N. Korean Military Seeks Talks With U.S.
North Korea's military proposed Friday holding direct talks with U.S. forces about forging a more permanent peace on the Korean peninsula, an unusual plea amid recent progress on the nuclear standoff between the two countries.
The North's Korean Peoples Army proposed the talks, also to be attended by a U.N. representative, "for the purpose of discussing the issues related to ensuring the peace and security on the Korean peninsula," the chief of the North Korean military's mission at the truce village of Panmunjom said.
"It is easy to miss a chance, but difficult to get it," the North warned in the statement carried by the official Korean Central News Agency.
The plea comes amid rising hopes for a peace treaty to replace the 54-year-old Korean War armistice in light of progress on the nuclear issue. The North is expected to soon shut down its sole operating atomic reactor that generates plutonium for bombs in accordance with a February agreement with the U.S. and other regional powers.
Efforts to dismantle the nuclear program gathered pace Friday with the chief U.S. envoy saying he wants the communist country's reactor completely disabled by year's end and U.N. inspectors heading to Pyongyang to supervise the shutdown.

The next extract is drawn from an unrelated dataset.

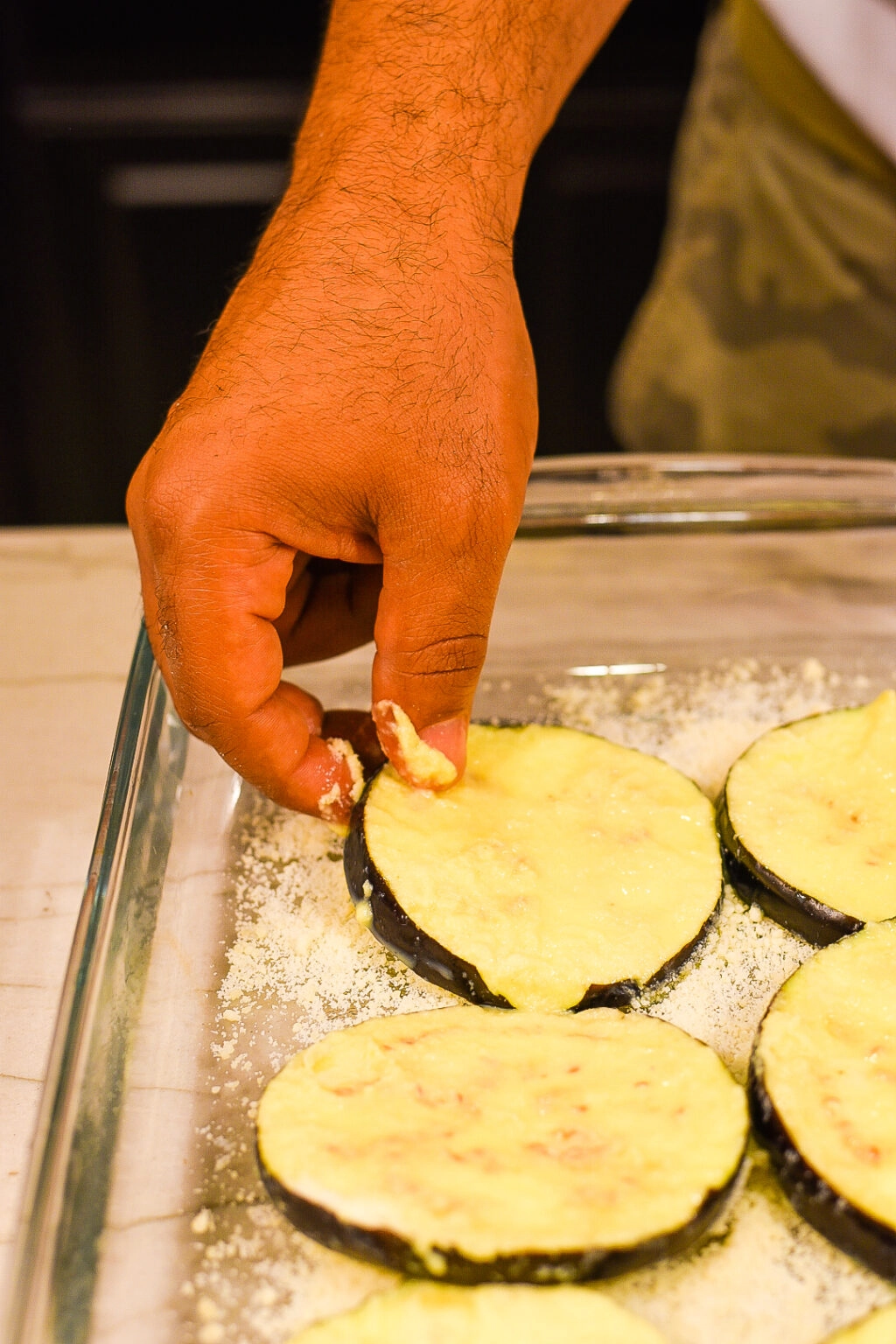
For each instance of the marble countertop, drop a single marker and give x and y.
(69, 613)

"We'd like to get full declaration (of all nuclear facilities) in a few months and disabling of the reactor by the end of the year," U.S. diplomat Christopher Hill said after arriving in Japan where he was to prepare for next week's talks on the North's disarmament.

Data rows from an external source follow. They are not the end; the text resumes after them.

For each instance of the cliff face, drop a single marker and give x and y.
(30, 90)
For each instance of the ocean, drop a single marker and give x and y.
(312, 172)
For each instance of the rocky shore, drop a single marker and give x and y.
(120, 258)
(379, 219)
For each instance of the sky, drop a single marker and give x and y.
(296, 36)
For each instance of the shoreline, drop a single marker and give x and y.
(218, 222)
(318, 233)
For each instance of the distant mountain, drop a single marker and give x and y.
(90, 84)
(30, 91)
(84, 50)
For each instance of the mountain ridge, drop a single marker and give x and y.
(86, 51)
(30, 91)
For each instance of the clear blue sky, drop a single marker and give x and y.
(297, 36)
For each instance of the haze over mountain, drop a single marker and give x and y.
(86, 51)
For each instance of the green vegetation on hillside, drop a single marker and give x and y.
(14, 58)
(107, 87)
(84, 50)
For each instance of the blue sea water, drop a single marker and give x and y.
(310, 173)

Both Hill and the U.N. experts sounded upbeat about the recent flurry of activity, which includes South Korea's shipment of promised fuel oil to the North.
Meanwhile, the IAEA team was scheduled to arrive in Pyongyang on Saturday to arrange the next steps for deactivating the plutonium-producing reactor that has been the linchpin of the communist nation's nuclear weapons program and a longtime concern to its neighbors.

Under agreements to resolve the nuclear issue, the sides also pledged to start discussing a peace regime to replace the armistice that ended the 1953 Korean War. That cease-fire has never been replaced by a peace treaty, leaving the peninsula technically in a state of war.
Officers from the U.S. and North Korea have held general-level meetings since 1953, and lower-ranking officers also regularly consult at Panmunjom over administration of the cease-fire.
The North's latest request was noteworthy because it appeared to go beyond simple administrative talks on the cease-fire, as it noted it was ready to meet at "any place and at any time."
Kim Yong-kyu, a spokesman for the U.S. military in South Korea, said American officers were studying the North's statement.
But indicating that any further progress on detente will be difficult, the North's proposal came at the end of a lengthy statement criticizing Washington for stoking tension on the peninsula through the international standoff over Pyongyang's nuclear weapons program.
The military said that if U.S. pressure persists, implementing recent agreements on the nuclear issue would not be possible.
It added that the North also "will have no option but to exert utmost efforts for further rounding off the means for retaliatory strike strong enough to cope with the U.S. nuclear attack."